So, why is Utah Attorney General Mark Shurtleff so confident that Sen. Bob Bennett (R-Utah) is on track to lose at the state GOP convention on May 8? I got an early look at a survey of state GOP delegates conducted by a Utah firm. It's not pretty.
When more than 1,000 delegates were polled on their choices in the Senate race, only 15 percent chose Bennett. When asked for a second choice, only 5 percent picked Bennett. In the first test, he's barely in the top three, which raises the possibility of the three-term senator getting knocked out of the convention in the first round of voting. The frontrunner is Mike Lee, a first-time candidate who gets 35 percent of first-choice votes and 22 percent of second-choice votes.
"Mike Lee is the frontunner," said Chuck Warren, a Utah political consultant whose Silver Bullet firm conducted the poll. "He's the only one I see who can get to 60 percent at the convention."

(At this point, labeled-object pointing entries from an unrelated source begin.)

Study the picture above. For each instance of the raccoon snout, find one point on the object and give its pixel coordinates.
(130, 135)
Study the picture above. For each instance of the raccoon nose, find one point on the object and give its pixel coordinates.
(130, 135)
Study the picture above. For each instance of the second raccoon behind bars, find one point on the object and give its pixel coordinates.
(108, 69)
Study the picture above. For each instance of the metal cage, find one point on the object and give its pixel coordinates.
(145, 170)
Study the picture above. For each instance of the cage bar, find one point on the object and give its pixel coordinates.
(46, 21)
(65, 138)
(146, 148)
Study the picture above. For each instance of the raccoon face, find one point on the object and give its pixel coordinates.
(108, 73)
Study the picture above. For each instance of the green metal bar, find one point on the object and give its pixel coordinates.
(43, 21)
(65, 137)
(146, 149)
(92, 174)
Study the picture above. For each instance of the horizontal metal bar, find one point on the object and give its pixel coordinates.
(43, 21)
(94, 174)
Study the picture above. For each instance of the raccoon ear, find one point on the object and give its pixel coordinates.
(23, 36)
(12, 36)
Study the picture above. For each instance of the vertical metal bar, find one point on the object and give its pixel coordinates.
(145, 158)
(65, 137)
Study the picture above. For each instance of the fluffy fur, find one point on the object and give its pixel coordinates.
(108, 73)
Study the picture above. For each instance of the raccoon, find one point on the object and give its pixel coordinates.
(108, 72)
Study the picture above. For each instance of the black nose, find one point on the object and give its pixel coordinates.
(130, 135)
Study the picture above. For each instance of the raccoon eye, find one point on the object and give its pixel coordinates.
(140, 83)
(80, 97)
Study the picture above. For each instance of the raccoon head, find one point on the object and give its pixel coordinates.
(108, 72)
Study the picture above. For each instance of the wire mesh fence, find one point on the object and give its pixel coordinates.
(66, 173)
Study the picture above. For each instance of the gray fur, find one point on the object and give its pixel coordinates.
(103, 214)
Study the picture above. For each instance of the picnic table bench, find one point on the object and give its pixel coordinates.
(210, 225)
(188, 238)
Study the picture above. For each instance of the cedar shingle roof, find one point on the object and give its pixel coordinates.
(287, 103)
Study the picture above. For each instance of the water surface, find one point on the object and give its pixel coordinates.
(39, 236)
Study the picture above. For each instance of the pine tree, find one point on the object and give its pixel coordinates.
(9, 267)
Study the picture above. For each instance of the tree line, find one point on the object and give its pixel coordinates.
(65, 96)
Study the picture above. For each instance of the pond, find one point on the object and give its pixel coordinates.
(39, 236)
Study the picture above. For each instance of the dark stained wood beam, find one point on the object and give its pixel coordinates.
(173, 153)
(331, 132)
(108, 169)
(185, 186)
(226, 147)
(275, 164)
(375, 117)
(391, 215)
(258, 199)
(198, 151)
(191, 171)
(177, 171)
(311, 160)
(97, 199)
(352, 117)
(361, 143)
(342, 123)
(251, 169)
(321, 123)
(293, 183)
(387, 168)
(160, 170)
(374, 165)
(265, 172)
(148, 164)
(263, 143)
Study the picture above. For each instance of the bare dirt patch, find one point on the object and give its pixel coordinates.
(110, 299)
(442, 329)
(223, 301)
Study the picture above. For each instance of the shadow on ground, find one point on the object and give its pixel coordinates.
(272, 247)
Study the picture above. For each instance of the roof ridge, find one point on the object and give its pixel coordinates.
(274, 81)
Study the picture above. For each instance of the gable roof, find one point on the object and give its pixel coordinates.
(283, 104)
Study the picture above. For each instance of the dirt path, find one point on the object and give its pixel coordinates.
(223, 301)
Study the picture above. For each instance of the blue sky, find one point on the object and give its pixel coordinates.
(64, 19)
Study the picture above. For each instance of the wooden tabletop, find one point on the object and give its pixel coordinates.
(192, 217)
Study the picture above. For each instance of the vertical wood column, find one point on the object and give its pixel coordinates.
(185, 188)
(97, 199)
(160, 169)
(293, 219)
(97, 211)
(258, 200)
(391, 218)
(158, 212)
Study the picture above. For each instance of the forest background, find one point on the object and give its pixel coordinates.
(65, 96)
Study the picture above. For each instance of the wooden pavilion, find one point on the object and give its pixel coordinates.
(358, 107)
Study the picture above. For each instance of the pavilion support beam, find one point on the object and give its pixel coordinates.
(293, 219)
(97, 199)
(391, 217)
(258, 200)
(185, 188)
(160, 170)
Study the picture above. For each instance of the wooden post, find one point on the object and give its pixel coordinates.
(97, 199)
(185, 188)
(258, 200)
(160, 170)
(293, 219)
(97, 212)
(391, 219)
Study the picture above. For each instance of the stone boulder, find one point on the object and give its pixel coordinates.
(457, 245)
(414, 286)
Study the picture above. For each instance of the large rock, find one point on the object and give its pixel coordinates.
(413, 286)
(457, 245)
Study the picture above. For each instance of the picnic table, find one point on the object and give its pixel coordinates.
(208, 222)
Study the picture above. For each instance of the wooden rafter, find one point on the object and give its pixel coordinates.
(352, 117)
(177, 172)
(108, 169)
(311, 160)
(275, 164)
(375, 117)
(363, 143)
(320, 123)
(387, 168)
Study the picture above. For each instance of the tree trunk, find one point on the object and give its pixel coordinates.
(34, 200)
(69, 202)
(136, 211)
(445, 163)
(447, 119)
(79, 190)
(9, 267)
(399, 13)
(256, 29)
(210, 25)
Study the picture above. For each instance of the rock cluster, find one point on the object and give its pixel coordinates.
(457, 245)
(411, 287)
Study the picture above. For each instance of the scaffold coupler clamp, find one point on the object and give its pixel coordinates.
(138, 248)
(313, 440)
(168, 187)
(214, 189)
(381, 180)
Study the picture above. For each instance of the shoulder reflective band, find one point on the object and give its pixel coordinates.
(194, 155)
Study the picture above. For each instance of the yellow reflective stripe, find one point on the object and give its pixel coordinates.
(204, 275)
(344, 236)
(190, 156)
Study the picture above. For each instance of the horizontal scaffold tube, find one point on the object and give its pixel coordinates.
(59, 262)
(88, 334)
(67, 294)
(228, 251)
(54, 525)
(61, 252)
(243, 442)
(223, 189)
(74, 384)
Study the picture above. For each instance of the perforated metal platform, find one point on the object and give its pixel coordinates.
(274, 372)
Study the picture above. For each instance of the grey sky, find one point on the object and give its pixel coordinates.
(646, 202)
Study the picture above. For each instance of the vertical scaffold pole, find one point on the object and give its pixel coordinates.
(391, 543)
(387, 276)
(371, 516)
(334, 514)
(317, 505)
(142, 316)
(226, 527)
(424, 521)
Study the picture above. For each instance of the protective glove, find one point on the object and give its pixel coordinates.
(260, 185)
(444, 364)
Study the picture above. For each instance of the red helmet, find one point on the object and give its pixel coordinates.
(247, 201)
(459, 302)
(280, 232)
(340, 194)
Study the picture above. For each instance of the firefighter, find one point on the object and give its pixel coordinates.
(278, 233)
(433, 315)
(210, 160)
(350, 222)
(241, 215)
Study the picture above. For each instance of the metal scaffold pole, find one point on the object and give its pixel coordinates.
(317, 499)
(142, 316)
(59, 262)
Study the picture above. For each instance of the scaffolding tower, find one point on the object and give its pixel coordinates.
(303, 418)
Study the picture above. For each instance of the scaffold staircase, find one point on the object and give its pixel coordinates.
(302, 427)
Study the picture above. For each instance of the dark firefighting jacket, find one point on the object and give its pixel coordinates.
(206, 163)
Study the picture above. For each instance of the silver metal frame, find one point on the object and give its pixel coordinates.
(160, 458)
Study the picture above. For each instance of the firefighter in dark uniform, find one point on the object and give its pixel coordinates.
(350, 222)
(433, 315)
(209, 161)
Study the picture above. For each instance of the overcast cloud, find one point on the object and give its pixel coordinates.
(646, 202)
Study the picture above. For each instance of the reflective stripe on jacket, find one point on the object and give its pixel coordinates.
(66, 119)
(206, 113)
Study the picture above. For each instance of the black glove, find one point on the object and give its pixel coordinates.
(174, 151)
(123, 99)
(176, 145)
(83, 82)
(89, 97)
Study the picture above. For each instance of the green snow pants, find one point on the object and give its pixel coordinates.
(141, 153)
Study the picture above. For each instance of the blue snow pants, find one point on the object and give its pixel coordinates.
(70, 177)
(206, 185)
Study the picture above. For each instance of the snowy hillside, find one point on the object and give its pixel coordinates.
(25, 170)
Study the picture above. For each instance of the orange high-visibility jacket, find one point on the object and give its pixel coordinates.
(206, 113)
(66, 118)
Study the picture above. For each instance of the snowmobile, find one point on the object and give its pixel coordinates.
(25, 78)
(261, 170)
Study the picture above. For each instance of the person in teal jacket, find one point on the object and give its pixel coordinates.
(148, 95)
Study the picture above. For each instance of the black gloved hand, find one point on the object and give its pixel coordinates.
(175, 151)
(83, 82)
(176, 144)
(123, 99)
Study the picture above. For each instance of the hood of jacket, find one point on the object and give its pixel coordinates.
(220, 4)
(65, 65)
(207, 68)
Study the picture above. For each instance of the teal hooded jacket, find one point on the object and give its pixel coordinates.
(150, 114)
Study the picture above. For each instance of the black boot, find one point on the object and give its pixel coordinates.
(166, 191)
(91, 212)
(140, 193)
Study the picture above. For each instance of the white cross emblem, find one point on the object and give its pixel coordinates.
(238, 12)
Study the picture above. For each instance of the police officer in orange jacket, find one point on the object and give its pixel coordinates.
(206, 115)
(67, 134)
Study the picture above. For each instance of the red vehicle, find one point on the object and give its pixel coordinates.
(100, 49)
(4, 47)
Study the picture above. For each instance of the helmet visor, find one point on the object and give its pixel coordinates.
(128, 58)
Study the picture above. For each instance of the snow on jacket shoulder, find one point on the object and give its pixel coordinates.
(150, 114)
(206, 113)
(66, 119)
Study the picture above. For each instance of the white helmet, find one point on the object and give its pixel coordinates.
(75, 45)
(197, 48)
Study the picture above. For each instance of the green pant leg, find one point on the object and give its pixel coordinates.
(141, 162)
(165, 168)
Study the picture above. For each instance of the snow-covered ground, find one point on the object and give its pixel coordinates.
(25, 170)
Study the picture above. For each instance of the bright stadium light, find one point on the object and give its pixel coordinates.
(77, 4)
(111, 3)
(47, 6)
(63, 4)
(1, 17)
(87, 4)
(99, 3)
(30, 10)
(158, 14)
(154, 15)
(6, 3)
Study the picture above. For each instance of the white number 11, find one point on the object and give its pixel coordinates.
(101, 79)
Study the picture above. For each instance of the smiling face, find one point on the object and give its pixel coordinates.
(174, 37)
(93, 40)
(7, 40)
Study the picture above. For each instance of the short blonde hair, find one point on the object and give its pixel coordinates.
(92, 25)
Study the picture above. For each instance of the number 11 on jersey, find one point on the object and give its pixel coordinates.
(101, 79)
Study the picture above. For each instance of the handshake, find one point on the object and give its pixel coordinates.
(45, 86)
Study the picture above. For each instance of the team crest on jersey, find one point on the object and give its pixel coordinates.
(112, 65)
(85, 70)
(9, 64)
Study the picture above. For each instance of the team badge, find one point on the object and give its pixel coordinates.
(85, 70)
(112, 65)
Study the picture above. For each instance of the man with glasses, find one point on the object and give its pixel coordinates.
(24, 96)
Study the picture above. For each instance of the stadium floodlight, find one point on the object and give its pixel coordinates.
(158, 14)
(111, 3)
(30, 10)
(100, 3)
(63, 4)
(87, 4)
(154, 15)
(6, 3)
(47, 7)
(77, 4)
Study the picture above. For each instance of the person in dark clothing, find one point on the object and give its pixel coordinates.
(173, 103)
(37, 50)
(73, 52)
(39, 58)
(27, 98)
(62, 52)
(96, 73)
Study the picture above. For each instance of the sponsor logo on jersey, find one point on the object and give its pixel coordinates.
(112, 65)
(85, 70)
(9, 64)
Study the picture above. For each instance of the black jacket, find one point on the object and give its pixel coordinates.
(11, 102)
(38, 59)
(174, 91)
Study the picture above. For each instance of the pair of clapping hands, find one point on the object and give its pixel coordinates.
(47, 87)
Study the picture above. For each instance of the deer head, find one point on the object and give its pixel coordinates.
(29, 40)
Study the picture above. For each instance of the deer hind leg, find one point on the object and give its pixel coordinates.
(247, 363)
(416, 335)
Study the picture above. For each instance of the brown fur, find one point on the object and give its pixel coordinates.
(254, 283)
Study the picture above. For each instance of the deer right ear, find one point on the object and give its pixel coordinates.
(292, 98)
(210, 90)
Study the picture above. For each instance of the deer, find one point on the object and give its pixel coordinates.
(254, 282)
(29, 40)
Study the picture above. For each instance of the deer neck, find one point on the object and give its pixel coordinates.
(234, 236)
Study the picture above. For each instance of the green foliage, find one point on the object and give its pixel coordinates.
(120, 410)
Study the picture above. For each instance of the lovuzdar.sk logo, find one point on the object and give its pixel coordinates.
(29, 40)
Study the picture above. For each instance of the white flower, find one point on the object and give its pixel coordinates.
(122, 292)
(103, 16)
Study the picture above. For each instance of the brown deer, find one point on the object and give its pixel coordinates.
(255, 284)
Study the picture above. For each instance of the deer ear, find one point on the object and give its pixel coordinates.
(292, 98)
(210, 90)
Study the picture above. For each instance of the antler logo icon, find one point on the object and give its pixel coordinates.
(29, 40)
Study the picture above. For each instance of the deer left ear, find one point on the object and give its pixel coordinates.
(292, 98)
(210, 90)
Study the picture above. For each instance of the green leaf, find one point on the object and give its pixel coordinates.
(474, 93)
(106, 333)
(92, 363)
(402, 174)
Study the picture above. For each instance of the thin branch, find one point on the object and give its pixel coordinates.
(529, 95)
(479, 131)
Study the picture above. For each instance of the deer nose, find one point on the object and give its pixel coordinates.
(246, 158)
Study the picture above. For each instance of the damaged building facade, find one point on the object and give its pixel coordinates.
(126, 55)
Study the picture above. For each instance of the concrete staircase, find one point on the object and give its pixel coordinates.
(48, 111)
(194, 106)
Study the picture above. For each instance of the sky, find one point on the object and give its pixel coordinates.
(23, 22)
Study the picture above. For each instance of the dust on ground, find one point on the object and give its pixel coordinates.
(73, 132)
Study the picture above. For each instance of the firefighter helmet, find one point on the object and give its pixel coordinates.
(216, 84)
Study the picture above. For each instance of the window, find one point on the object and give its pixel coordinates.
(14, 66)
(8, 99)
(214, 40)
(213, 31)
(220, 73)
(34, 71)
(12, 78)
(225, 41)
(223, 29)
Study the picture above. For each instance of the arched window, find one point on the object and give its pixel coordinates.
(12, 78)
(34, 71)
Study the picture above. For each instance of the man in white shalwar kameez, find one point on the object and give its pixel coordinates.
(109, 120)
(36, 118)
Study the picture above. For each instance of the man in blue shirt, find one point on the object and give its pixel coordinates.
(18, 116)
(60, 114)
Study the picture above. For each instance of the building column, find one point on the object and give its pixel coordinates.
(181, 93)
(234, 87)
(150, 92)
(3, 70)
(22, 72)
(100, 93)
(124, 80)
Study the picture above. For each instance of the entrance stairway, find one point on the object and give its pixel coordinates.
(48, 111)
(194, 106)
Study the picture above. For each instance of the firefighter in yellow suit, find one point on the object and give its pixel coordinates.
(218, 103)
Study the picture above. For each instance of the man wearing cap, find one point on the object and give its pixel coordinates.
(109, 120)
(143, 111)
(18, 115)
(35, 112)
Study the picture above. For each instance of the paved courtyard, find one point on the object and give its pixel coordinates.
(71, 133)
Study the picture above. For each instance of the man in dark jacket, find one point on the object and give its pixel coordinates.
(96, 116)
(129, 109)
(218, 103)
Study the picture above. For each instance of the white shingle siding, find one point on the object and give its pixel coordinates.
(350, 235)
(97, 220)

Why does the 60 percent number matter? Theoretically, Bennett can lose at the convention and win the GOP primary in June. Indeed, that's what former congressman Chris Cannon did in 2006. But if a candidate gets to 60 percent in several rounds of voting, he is the nominee -- there's no primary. The best hope for Bennett might be surviving to the final round and holding Lee to 59 percent in a two-way race.